Concretely, we want to add a transformation to Catalyst that will reorder instructions into a canonical order whenever possible. Catalyst is built on the MLIR compiler framework, and defines a quantum dialect to represent quantum computation (more details in the next section). We'll consider the following quantum gates, listed in the chosen canonical order:

{ CNOT, RZ, PauliX }

Note that these gates do not all have the same dimensionality, that is, they don't all act on the same number of inputs (qubits).

Requirements:

• Determine the commutativity between each pair of gates from the set above.
• Implement an IR transformation that reorders gates into the canonical order when allowed by commutation rules.
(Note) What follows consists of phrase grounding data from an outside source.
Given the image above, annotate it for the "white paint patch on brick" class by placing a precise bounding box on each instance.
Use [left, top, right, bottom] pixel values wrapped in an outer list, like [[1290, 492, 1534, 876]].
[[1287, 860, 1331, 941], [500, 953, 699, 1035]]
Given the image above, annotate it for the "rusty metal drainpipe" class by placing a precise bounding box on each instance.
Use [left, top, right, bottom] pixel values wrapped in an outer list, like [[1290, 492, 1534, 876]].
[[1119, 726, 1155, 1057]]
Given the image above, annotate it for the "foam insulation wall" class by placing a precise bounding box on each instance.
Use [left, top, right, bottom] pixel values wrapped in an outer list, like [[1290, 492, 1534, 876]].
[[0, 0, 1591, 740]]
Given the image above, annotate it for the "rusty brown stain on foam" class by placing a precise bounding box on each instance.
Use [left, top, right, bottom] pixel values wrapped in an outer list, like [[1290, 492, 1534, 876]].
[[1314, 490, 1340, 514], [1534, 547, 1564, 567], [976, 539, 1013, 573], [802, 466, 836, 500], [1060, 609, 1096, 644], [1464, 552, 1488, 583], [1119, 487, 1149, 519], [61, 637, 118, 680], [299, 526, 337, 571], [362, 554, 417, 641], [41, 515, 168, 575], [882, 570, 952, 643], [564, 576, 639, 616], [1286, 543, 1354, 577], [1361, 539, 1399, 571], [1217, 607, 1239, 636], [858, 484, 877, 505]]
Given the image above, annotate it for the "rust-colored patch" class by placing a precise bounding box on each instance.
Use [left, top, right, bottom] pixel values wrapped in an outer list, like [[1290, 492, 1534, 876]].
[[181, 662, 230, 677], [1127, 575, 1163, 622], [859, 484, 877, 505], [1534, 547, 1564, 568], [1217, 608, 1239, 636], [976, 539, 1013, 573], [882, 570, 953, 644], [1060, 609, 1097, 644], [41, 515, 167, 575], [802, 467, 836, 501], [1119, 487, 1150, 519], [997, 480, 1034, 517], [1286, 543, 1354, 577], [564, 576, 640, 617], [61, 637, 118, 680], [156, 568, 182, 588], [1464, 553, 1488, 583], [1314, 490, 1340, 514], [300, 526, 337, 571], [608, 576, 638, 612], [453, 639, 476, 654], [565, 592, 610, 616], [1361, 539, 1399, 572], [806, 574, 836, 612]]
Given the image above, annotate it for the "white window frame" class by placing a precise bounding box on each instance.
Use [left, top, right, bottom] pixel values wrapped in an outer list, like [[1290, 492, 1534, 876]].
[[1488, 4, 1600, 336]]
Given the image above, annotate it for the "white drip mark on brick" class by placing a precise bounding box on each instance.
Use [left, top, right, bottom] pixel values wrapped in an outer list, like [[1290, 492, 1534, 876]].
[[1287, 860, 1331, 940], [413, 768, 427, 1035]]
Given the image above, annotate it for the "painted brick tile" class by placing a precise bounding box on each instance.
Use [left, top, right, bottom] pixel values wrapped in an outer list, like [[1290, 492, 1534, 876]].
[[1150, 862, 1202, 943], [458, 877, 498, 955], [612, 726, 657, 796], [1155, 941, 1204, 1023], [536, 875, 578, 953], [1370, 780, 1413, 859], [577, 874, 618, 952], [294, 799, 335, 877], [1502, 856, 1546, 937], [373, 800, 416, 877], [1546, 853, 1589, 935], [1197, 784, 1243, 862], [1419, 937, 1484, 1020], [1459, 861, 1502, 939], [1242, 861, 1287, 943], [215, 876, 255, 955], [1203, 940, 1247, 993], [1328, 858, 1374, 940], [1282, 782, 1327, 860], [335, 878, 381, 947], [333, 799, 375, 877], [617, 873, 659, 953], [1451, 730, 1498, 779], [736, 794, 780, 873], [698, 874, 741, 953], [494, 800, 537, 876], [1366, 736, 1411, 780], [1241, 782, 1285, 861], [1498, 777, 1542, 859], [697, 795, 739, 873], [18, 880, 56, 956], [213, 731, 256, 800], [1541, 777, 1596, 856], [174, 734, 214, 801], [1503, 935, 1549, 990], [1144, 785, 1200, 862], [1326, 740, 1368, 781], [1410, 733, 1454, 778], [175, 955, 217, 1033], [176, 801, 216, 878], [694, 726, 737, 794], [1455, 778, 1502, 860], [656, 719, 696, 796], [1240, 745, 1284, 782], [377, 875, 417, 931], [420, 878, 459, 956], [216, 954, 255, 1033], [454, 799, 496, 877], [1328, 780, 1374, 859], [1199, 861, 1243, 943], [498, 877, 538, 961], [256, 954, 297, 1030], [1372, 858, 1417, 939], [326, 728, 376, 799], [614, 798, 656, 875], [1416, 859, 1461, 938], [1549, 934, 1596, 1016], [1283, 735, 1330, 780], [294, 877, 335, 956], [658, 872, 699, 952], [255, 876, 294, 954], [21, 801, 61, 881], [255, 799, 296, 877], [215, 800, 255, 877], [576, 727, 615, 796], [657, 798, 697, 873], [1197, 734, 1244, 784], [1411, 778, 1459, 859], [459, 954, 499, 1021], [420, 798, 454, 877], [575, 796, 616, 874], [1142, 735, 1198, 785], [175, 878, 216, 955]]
The transformation should be part of Catalyst's quantum dialect and use appropriate MLIR tools (you are free to chose the transformation mechanism you think is most appropriate).
• Add IR tests using FileCheck to ensure effectiveness and safety of the transformation, following best practices.

Technical details

1. Catalyst is made up of three modules, a frontend, compiler core, and runtime. You can ignore the frontend and runtime, and focus on the core compiler, in the particular the quantum mlir dialect.

2. Most quantum gates are represented by the CustomOp in the quantum dialect. The name attribute contains the conventional name of the gate, like "RZ" and "CNOT".

3. Quantum gates might have two additional kinds of input: floating parameters (not relevant for this transformation), and input and output qubits. Catalyst's IR uses SSA values to represent the quantum dataflow between operations, where the data is the "state" of qubits. Of course, the state or value of a qubit cannot easily be stored on a classical computer, so these values are really just symbolic. But they do allow us to encode the order and connectivity of quantum gates, and allows for easy traversal of operations via the SSA graph.

Installation help

Please refer to the official build from source instructions to install Catalyst on Linux or macOS. Due to the size of the LLVM project it can take a while to compile (up to a few hours, depending on hardware).